When Sharon argues that remembrance and the urgent mantra of “never forget” are essential to preventing another Holocaust, Michael counters, “It already has happened again. It happened in Bosnia, it happened in Rwanda. It just didn’t happen to us. We learned all the wrong lessons from the Holocaust. We learned that the world hates Jews, that the world will always hate Jews, instead of what we should have actually learned—that nationalism is a sickness and it is lethal.”
To his father, though, the lessons of the Holocaust are inextricably tied to the victims and survivors. In a quiet moment after a family showdown, Lou, a World War II veteran who liberated a death camp, relays to his son a visceral memory of arriving at Dachau—which the soldiers initially assumed was just a POW camp—and discovering what he still can’t forget: the monstrous aftermath of the Nazi genocide. “For you,” he tells his son, “history is an abstraction. But for us, the ones who survived this century, this long, long century, there are no abstractions anymore.”
Michael is right, of course, that an atrocity like the Holocaust offers lessons in nationalism and the complicity of a society’s silence—during World War II or the 1994 Rwandan genocide. But through the specificity of Lou's memory, and the ways that it still shapes his understanding of political history, Levenson shows the indispensable power and importance of individual memory.

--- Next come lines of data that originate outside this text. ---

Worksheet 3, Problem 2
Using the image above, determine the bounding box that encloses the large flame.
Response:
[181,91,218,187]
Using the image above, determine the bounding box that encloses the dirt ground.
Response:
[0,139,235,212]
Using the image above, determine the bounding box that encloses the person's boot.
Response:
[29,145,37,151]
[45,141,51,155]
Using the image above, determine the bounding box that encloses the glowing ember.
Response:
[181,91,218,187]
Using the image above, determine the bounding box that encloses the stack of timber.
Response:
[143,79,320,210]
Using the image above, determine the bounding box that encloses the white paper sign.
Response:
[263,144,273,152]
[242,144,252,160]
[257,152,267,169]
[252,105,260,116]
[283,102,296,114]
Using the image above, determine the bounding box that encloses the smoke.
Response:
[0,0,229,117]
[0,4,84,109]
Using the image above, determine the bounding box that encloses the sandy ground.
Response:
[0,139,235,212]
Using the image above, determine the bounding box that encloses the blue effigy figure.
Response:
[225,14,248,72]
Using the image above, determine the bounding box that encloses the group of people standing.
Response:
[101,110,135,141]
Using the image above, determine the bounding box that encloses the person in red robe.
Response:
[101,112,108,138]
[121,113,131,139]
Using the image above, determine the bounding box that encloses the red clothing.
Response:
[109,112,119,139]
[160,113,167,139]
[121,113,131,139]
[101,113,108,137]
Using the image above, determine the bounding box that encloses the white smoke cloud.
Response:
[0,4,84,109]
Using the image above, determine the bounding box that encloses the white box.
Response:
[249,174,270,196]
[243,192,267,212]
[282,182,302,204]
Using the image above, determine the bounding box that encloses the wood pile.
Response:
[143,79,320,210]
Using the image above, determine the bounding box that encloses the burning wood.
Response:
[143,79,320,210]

How can we prevent the repetition of large-scale failures to act if those events are remembered in generalized, white-washed fragments?
“Michael’s thesis that you can take the traumatic parts of your history and just forget them is a deeply destructive idea,” explains Levenson, “But it’s also very provocative to me, because it points to a pervasive fantasy in our society today that, if we just ignore the painful parts of our history or paper them over somehow, then we don’t have to deal with the consequences.”
Barely two decades into the next century, America finds itself navigating a surging escalation of anti-Semitism uncorked by the 2016 presidential election cycle. Donald Trump’s campaign slogan “Make America Great Again” was fueled by a destructive temptation to erase the past, to strip America’s history of racism, violence, and discrimination from the cultural memory in favor of a nostalgic glaze of fictional harmony and prosperity. The danger of this nostalgia—to Americans, Jewish and otherwise—is that it denies both the horror of the state-run murder of the six million and the subsequent need for Europeans, Americans, and Jews around the world to grapple with how to find safety, joy, and an identity that engages with contemporary existence and cultural past in the US, Israel, and elsewhere. If I Forget considers how we live with our histories—ancient and modern, individual and collective, personal and political.